Coyoacan.

Headword: 
Coyoacan.
Principal English Translation: 

an important altepetl south of Mexico City
James Lockhart, Nahuatl as Written: Lessons in Older Written Nahuatl, with Copious Examples and Texts (Stanford: Stanford University Press and UCLA Latin American Studies, 2001), 216.

Orthographic Variants: 
coyohuacan, cuyuacan, coyouacan
Lockhart’s Nahuatl as Written: 

apparently coyōtl coyote, -huah, -cān.
James Lockhart, Nahuatl as Written: Lessons in Older Written Nahuatl, with Copious Examples and Texts (Stanford: Stanford University Press and UCLA Latin American Studies, 2001), 216.
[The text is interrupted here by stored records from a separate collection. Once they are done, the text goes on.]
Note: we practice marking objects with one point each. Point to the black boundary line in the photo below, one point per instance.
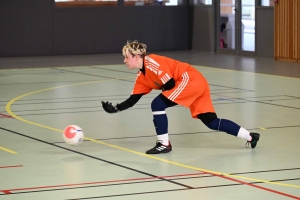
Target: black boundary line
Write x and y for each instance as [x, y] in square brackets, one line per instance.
[129, 194]
[96, 158]
[91, 74]
[160, 191]
[145, 97]
[87, 111]
[179, 134]
[253, 101]
[139, 182]
[126, 95]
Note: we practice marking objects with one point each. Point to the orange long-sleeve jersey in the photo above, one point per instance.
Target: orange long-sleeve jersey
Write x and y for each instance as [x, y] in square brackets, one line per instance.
[191, 88]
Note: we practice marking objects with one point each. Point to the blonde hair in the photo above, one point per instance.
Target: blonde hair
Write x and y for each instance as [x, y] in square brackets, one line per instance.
[134, 48]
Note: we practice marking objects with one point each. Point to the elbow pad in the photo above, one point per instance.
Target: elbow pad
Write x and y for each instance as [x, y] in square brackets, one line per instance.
[169, 85]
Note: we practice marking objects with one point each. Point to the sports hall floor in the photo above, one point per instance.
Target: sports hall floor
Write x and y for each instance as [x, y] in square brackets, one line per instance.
[40, 96]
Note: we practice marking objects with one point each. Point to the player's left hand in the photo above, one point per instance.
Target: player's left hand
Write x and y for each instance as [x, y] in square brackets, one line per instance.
[108, 107]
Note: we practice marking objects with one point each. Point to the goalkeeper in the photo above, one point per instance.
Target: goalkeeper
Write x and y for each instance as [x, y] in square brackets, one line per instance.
[180, 84]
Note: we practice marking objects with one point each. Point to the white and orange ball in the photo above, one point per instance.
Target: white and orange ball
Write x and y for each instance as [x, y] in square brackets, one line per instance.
[73, 135]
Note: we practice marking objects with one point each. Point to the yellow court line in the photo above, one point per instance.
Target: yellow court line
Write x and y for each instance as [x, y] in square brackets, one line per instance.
[41, 68]
[8, 109]
[8, 150]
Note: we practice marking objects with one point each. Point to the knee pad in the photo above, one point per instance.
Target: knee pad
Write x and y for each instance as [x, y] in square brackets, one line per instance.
[158, 104]
[215, 124]
[207, 118]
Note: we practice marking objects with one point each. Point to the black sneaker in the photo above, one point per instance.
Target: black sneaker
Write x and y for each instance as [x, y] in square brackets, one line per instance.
[160, 148]
[253, 142]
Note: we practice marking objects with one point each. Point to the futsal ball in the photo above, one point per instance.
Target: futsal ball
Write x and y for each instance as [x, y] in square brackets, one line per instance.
[73, 135]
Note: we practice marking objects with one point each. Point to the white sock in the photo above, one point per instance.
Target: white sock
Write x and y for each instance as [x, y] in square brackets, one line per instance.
[243, 133]
[164, 138]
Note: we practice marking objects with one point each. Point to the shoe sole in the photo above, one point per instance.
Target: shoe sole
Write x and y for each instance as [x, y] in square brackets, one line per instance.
[160, 152]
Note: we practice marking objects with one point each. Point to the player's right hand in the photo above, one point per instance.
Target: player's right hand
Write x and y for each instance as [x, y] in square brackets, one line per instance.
[108, 107]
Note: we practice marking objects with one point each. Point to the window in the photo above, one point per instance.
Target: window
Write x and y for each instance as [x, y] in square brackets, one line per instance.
[201, 2]
[267, 3]
[72, 3]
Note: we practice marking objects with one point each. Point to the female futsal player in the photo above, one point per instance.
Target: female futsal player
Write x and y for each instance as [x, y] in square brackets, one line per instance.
[180, 84]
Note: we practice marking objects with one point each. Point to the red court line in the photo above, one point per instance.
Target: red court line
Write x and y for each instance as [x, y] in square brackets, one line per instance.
[9, 191]
[11, 166]
[253, 185]
[6, 116]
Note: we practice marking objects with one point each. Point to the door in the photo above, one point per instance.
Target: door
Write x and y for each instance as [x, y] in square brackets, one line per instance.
[236, 23]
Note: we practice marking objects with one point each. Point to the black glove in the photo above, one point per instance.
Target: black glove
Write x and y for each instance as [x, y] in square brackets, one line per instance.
[108, 107]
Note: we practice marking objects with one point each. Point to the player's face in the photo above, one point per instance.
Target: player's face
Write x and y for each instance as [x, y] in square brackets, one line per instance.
[131, 61]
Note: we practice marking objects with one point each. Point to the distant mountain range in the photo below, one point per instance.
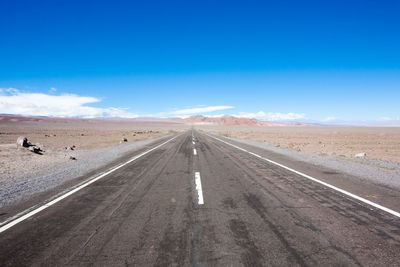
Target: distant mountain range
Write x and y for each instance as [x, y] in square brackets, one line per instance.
[226, 120]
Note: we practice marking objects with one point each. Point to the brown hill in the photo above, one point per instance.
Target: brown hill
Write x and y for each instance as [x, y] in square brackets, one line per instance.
[226, 120]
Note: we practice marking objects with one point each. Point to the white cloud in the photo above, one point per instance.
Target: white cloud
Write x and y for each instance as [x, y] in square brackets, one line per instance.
[329, 119]
[284, 116]
[67, 105]
[199, 110]
[271, 116]
[385, 119]
[257, 115]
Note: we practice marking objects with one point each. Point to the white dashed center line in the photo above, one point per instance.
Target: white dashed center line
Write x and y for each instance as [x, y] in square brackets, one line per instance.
[199, 189]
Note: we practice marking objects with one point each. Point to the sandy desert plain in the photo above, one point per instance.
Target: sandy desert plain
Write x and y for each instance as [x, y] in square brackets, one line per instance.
[98, 142]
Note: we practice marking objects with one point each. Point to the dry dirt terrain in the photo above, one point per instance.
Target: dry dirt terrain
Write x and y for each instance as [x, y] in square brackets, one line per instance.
[94, 143]
[377, 142]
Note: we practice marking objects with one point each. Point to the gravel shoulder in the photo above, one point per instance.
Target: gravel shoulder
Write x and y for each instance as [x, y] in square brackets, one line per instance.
[23, 173]
[379, 172]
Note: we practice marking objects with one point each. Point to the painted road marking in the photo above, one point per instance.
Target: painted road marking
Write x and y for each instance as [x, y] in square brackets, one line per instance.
[10, 222]
[366, 201]
[199, 189]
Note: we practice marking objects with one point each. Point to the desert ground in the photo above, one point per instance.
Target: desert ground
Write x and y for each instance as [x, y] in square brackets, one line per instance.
[97, 142]
[377, 142]
[71, 148]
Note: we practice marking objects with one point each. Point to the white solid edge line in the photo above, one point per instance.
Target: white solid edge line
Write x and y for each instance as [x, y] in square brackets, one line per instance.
[13, 220]
[395, 213]
[199, 189]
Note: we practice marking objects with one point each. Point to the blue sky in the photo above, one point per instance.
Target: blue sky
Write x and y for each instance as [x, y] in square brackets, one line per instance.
[274, 60]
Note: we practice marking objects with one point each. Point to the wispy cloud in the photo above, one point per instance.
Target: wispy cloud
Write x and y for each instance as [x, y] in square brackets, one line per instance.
[272, 116]
[330, 119]
[12, 101]
[190, 111]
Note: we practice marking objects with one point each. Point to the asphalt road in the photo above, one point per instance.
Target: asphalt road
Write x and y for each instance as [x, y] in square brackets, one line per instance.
[147, 213]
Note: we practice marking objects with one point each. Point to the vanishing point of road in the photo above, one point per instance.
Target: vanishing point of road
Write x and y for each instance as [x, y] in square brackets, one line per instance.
[196, 200]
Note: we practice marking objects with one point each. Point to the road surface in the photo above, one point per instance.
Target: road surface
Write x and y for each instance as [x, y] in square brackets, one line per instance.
[196, 201]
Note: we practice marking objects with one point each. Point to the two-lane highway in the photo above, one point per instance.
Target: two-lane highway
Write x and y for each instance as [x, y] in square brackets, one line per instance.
[196, 200]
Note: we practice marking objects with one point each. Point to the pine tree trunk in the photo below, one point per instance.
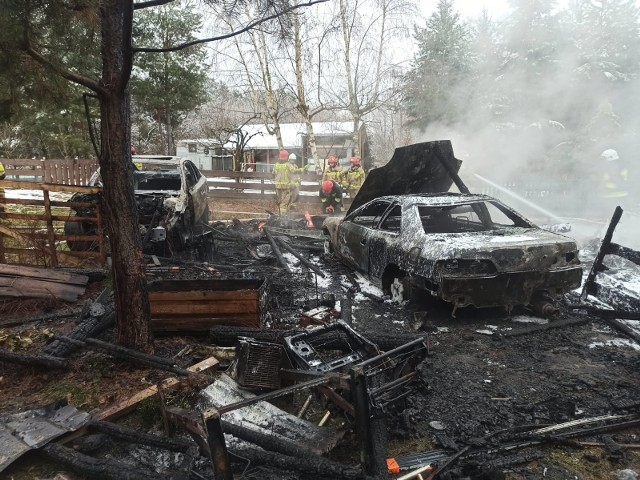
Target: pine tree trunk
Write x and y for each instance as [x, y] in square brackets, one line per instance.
[119, 205]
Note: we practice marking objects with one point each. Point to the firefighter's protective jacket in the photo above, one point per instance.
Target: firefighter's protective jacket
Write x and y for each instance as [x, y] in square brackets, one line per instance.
[333, 173]
[354, 178]
[332, 198]
[283, 174]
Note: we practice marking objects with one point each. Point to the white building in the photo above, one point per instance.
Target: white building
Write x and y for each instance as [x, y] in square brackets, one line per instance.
[260, 147]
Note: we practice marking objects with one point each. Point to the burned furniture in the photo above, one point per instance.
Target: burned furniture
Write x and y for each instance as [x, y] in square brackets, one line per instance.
[197, 305]
[171, 196]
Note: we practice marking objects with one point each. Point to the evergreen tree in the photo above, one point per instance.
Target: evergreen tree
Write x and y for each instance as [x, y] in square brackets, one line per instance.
[166, 86]
[439, 68]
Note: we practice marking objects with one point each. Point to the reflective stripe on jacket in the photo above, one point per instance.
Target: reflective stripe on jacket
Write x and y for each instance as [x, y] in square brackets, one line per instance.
[282, 173]
[334, 174]
[354, 177]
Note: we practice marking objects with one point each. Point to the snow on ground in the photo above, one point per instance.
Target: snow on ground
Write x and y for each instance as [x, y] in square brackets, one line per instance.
[528, 319]
[616, 342]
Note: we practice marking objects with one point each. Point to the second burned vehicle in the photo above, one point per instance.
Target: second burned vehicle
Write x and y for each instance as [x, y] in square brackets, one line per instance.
[171, 196]
[465, 249]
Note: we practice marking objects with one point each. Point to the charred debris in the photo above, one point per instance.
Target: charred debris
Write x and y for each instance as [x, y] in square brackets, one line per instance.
[305, 371]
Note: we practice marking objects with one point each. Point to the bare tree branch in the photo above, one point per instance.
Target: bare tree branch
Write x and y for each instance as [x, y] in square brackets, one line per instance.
[231, 34]
[63, 72]
[150, 3]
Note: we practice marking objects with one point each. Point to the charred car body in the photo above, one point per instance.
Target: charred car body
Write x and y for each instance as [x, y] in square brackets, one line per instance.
[171, 196]
[465, 249]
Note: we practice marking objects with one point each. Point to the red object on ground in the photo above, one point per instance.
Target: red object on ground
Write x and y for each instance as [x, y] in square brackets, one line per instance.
[308, 217]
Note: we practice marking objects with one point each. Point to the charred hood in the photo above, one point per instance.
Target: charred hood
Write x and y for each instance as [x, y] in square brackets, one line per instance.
[418, 168]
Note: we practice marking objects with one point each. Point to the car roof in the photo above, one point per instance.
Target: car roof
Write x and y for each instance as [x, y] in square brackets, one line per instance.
[437, 199]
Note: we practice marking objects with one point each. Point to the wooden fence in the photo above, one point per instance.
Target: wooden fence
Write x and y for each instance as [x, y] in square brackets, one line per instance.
[32, 225]
[62, 172]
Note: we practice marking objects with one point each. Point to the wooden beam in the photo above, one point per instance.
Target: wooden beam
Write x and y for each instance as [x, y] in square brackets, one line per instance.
[44, 274]
[121, 408]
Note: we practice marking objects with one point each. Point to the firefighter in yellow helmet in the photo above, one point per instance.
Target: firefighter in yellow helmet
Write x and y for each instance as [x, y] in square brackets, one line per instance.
[283, 179]
[354, 177]
[333, 170]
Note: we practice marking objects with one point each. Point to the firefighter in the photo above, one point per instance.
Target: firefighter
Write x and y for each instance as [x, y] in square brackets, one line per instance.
[333, 171]
[354, 177]
[331, 197]
[282, 178]
[296, 180]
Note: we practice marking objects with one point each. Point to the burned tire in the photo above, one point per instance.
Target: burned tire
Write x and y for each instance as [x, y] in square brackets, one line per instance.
[327, 247]
[396, 283]
[400, 290]
[80, 229]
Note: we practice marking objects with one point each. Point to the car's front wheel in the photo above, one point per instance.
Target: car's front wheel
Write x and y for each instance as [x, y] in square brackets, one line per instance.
[327, 246]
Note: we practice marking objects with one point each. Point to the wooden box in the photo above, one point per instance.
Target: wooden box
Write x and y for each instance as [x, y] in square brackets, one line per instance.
[194, 306]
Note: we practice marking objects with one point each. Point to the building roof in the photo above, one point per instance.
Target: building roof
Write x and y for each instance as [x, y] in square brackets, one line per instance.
[292, 133]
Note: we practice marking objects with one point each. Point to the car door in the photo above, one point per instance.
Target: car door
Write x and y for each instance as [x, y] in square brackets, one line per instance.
[354, 234]
[196, 187]
[384, 241]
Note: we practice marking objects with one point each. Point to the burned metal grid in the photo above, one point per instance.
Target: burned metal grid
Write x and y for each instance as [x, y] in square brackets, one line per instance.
[392, 375]
[259, 364]
[329, 348]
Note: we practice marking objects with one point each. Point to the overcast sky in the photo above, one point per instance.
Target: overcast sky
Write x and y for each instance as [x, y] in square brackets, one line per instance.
[469, 8]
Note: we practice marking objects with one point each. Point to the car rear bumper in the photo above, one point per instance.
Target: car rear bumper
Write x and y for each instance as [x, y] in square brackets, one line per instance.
[507, 289]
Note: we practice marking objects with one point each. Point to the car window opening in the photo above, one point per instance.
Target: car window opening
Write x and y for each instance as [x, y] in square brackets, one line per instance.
[465, 218]
[393, 220]
[371, 214]
[164, 183]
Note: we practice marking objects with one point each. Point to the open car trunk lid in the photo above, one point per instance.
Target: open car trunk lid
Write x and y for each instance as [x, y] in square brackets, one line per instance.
[414, 169]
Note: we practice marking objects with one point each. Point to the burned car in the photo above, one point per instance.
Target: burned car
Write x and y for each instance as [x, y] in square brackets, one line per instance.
[465, 249]
[171, 196]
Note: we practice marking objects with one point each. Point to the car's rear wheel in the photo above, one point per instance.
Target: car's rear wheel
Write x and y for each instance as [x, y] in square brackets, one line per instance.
[397, 285]
[400, 289]
[327, 246]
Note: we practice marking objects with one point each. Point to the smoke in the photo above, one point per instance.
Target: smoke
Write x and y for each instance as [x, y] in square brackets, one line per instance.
[538, 118]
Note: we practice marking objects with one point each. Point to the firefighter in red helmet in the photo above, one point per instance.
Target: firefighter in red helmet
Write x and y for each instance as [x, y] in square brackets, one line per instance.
[331, 197]
[354, 177]
[283, 178]
[333, 170]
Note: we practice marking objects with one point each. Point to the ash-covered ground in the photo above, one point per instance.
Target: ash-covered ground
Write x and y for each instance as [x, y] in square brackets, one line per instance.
[489, 374]
[490, 382]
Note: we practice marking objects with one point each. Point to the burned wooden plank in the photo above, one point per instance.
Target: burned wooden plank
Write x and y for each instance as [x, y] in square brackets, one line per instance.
[625, 252]
[44, 274]
[276, 250]
[104, 468]
[571, 322]
[128, 354]
[589, 285]
[122, 408]
[310, 466]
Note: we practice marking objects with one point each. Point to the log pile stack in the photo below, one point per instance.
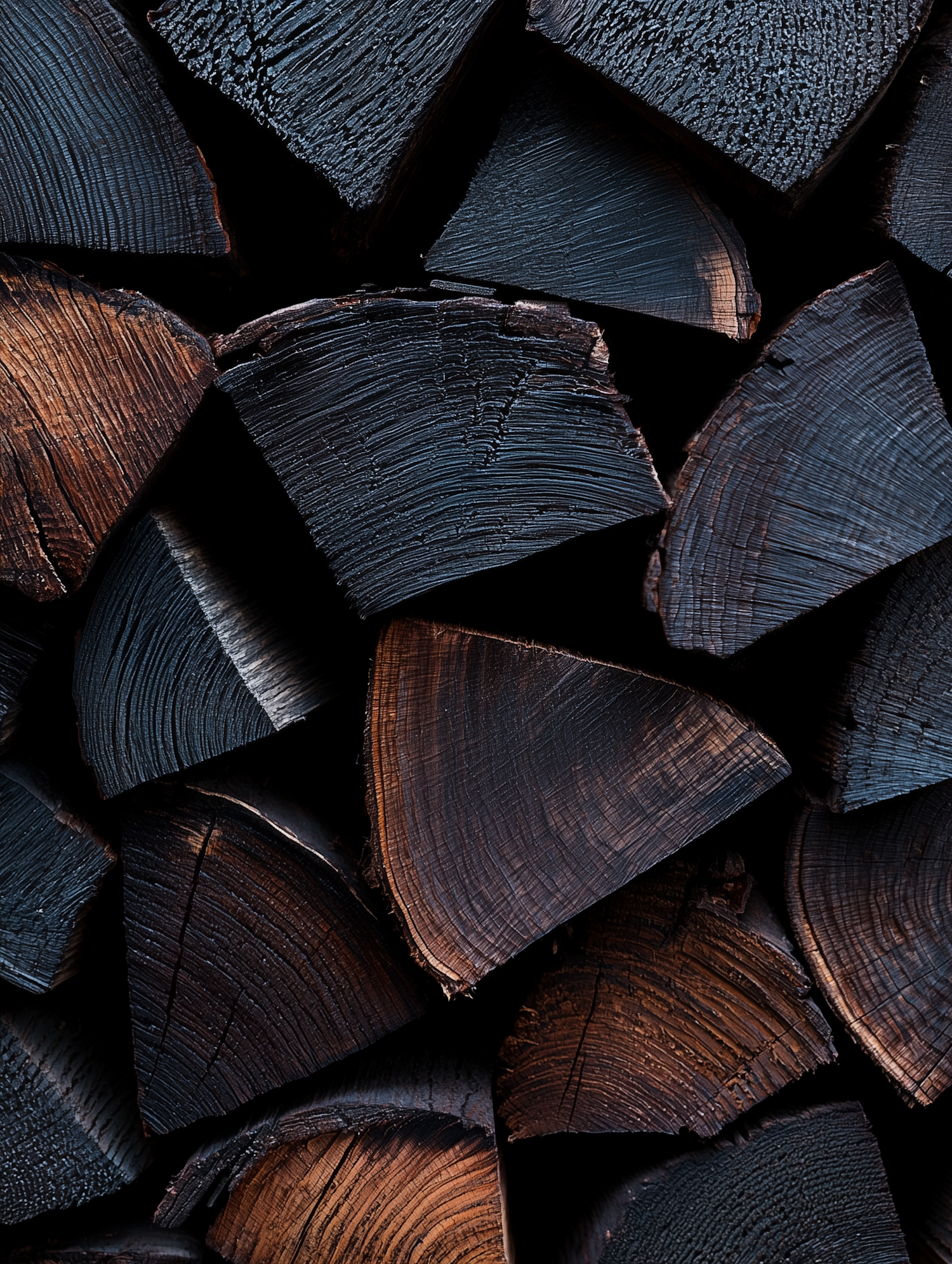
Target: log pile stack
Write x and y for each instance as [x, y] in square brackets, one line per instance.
[476, 673]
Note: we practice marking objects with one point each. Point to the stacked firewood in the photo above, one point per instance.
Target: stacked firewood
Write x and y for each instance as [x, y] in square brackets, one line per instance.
[476, 632]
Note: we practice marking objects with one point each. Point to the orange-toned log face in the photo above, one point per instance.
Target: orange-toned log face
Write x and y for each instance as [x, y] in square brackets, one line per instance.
[425, 1191]
[94, 389]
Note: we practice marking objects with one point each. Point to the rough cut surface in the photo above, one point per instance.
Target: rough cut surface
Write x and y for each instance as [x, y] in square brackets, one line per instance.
[777, 90]
[94, 154]
[678, 1004]
[95, 389]
[511, 787]
[66, 1133]
[349, 89]
[51, 868]
[177, 664]
[805, 1186]
[424, 440]
[869, 899]
[828, 463]
[253, 959]
[571, 204]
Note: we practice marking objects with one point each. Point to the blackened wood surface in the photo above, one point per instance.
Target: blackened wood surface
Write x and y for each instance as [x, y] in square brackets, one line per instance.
[94, 154]
[51, 868]
[776, 90]
[350, 90]
[67, 1134]
[804, 1186]
[424, 440]
[678, 1004]
[177, 664]
[253, 956]
[95, 389]
[869, 898]
[568, 204]
[828, 463]
[889, 729]
[511, 785]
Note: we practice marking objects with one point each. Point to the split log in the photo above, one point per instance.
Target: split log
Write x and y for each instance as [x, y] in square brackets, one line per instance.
[253, 956]
[512, 787]
[178, 664]
[679, 1004]
[51, 867]
[773, 95]
[424, 440]
[96, 387]
[94, 154]
[828, 463]
[805, 1186]
[869, 900]
[352, 91]
[393, 1161]
[889, 727]
[569, 203]
[67, 1133]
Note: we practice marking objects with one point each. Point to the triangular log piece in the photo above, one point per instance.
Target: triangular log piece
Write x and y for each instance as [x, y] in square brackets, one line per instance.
[395, 1159]
[826, 464]
[51, 868]
[255, 959]
[773, 94]
[805, 1186]
[352, 90]
[678, 1004]
[95, 389]
[178, 664]
[424, 439]
[889, 729]
[511, 787]
[67, 1133]
[568, 204]
[869, 900]
[94, 154]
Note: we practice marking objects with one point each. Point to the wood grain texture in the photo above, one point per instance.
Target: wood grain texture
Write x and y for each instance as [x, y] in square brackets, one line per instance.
[805, 1186]
[826, 464]
[95, 387]
[774, 91]
[67, 1134]
[679, 1002]
[870, 901]
[94, 154]
[350, 90]
[511, 787]
[178, 664]
[424, 440]
[51, 868]
[255, 959]
[571, 203]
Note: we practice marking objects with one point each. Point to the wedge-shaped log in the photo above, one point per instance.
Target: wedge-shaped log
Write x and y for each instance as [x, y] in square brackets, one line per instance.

Attestations from sources in English: 

Auh yhuan ye nauhpohualxihuitl ypan exihuitl yn ipan 8. tochtli xihuitl. 1526. años. yn omotlahtocatlalli yn Don Juan de guzman ytztlollinqui tlahtovani cuyohuacan. = And also, it was 83 years ago, in the year 8 Rabbit, 1526, that don Juan de Guzmán Itztlolinqui was installed as ruler in Coyoacan. (1608, Central Mexico)
Annals of His Time: Don Domingo de San Antón Muñón Chimalpahin Quauhtlehuanitzin, James Lockhart, Susan Schroeder, and Doris Namala, eds. and transl. (Stanford: Stanford University Press, 2006), 134–135.

yn atl yn onc[an] ytechpa quiça yn tepetl yn cuyuacan Auh yn ce atl huallauh ypan y quauhximalpa[n] yn intlalpan yn españolesme = the water which emerges from the mountain there at Coyoacan. And one stream comes through Quauhximalpan on the lands of the Spaniards (Coyoacan region, 1557)
Beyond the Codices, eds. Arthur J.O. Anderson, Frances Berdan, and James Lockhart (Los Angeles: UCLA Latin American Center, 1976), Doc. 35, 214–215.

Auh in Marques coioacan motlalito = The Marqués went and established himself in Coyoacan. (Mexico City, sixteenth century)
James Lockhart, We People Here: Nahuatl Accounts of the Conquest of Mexico, Repertorium Columbianum v. 1 (Los Angeles: UCLA Center for Medieval and Renaissance Studies, 1993), 182.